A team of Simon Fraser University students is testing its robotic aircraft at an international competition this weekend.

They're competing at the Association for Unmanned Vehicle Systems International (AUVSI) 10th annual Student Unmanned Air Systems (SUAS) Competition June 13-17 in Webster Field, St. Inigoes, MD.

The main competition goes Friday and Saturday.

Calling themselves Team GUARDIAN, the students in SFU’s Mechatronics Systems Engineering program faced some last minute glitches with their modified scale-model craft but are now feeling confident as they pack up to leave for Maryland later tonight.

Team GUARDIAN is one of 29 teams, including two others from Canada and teams from as far off as India and Turkey.

The AUVSI competition is held to stimulate interest in innovative technology and challenges students to design, fabricate and demonstrate a system capable of completing a specific and independent aerial operation.

Team GUARDIAN has a pair of small aircrafts, one currently in production and the other primed to compete. They are designed to fly autonomously and carry out specific tasks.

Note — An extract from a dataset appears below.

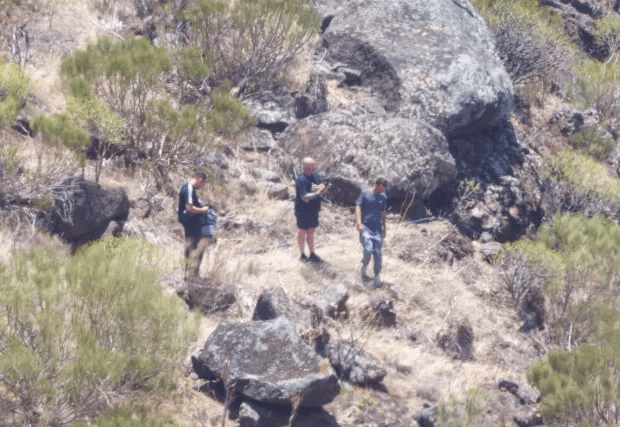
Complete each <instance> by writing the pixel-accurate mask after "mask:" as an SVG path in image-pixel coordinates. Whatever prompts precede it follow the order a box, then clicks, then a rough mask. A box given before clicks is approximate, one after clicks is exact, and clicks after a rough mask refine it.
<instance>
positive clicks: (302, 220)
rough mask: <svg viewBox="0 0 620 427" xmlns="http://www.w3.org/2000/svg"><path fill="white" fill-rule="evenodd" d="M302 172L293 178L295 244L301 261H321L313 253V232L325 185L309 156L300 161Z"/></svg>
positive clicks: (315, 162)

Tim Gjernes, one of the 11-member group’s founders, says the crafts are ultimately designed for logistical use, such as monitoring residual forest fires in difficult terrain. While the team is working to refine the crafts’ capabilities members are testing its efforts in the competitive arena.

In early May, the team took second place at a national contest in Southport, Manitoba. The Maryland competition will be its first on an international stage.

The aircraft they’ll use to compete is a purchased off-the-shelf model referred to as an E-Flite Apprentice. At the competition it will be expected to fly a maximum distance of a kilometer and will “look for” labeled, coloured targets on the ground – all while staying outside of “no-fly” zones.

“Ideally we just watch the plane and it does everything from flying to identifying targets all on its own,” says Gjernes, a Surrey resident.  “We’re not quite there yet but we’re getting close.”

The team formed in 2010 and two of its founding members have since graduated. A recruiting effort last year netted several new members and they competed last spring for the first time in the national contest, held in Quebec, earning an honorable mention.